WITH THE abrupt collapse of the David Granger-led coalition government on Friday, every aspect of Guyana society—which was already at a crossroads—is now in flux.
The discovery of oil with the potential to generate US$20 billion in revenue annually years ago positioned the country to transition from one of the poorest in South America to one of the richest. But the oil-find also reignited a centuries-old conflict with Venezuela over who owns the pristine Essequibo region that makes up two-thirds of Guyana’s territory. In March, Granger’s administration had looked to settle the matter once and for all with the filing of legal papers with the International Court of Justice.
Hours after it was clear the government had lost its slender majority, Venezuela’s navy intercepted a ship looking for oil on behalf of Exxon Mobil Corp in Guyanese waters.
At a time when there is so much turmoil in South America, the elections that are now due in three months’ time must bring about an outcome that will ensure Guyana is restored to stability. Whoever is victorious needs a strong enough mandate to either govern outright or to form a coalition government that is not as vulnerable as Granger’s proved to be. With the difficulties of coalition governance ultimately being his undoing, question marks also remain over Granger’s future role, if any, going forward given his health.
The toppling of the Guyana government also threatens to profoundly alter the regional security landscape at a time when Venezuela’s decline has exposed vulnerabilities. Many will be looking for assurances from campaigning parties as to whether Guyana will maintain commitments entered into by Granger. These include the handling of the border dispute as well as initiatives such as the Memorandum of Understanding signed between Guyana and TT.
This country has experience of the various modes of governance including coalitions and governments with outright majorities. The Guyana experience is a reminder of how both modes can easily see governments abruptly upended. With a recent NACTA poll placing the PNM and UNC in a close race in favour of the incumbent, the political parties in our democracy should take note and remember the adage when your neighbour’s house is on fire wet your own.

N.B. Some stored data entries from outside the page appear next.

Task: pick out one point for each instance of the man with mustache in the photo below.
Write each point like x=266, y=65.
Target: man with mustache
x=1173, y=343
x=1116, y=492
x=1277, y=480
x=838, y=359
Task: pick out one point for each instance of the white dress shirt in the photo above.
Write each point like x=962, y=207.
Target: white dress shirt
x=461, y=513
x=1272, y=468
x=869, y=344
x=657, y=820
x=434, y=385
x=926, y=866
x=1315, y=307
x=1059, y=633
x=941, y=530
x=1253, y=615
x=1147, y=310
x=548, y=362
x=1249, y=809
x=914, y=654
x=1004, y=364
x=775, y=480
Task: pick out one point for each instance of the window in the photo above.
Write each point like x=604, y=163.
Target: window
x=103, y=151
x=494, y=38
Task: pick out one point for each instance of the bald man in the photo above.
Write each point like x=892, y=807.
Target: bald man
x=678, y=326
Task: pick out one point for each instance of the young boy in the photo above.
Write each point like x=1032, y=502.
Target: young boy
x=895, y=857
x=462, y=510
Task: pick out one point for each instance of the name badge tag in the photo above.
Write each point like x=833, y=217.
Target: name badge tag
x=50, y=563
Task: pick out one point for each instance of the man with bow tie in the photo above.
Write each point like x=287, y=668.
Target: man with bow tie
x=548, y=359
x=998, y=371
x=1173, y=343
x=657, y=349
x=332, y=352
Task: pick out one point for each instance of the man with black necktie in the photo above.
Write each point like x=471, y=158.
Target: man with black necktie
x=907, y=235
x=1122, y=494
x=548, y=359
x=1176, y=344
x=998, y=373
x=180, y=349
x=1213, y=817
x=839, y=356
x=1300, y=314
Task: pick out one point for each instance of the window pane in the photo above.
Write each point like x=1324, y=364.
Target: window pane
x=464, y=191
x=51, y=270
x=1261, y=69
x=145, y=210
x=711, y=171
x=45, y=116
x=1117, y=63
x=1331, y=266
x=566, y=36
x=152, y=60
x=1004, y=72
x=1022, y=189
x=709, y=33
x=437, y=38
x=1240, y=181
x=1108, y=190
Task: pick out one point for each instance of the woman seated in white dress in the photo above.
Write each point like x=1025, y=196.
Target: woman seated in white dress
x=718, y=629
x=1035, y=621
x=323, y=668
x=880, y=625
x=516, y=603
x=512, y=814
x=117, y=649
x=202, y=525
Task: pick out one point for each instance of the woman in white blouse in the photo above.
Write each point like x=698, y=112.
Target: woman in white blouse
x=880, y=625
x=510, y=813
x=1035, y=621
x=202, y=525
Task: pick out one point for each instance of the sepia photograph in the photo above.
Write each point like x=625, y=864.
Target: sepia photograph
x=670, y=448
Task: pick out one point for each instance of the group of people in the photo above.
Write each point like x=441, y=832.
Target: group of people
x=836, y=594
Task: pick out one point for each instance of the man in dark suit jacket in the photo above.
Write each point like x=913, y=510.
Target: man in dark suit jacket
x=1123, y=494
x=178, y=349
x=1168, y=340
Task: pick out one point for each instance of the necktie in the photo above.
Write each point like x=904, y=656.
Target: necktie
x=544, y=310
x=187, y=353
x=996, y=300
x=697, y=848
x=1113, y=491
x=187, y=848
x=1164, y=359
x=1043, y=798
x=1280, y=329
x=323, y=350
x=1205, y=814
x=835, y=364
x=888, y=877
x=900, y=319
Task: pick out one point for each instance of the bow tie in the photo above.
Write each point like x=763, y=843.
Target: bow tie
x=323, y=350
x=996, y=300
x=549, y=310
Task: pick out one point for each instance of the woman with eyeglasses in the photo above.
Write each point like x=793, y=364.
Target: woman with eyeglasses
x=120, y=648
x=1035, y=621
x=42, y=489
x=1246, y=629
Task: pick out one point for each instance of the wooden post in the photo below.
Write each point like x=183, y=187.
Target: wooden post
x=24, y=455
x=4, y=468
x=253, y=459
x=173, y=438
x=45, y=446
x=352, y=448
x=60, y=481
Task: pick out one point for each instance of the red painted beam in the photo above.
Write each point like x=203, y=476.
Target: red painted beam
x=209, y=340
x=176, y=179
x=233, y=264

However, the greatest anxiety will no doubt be about whether the coming political processes will be peaceful given Guyana’s history. In explaining why he voted against the government in a no-confidence motion, back-bencher Charrandas Persaud set an ominous tone.
“If I die now because people may not be happy with what I have done I will die a happy person. I will have a clear conscience,” Persaud said. In the coming months, Guyana must move beyond that tone and enforce its burgeoning tradition of peaceful electoral campaigns and elections.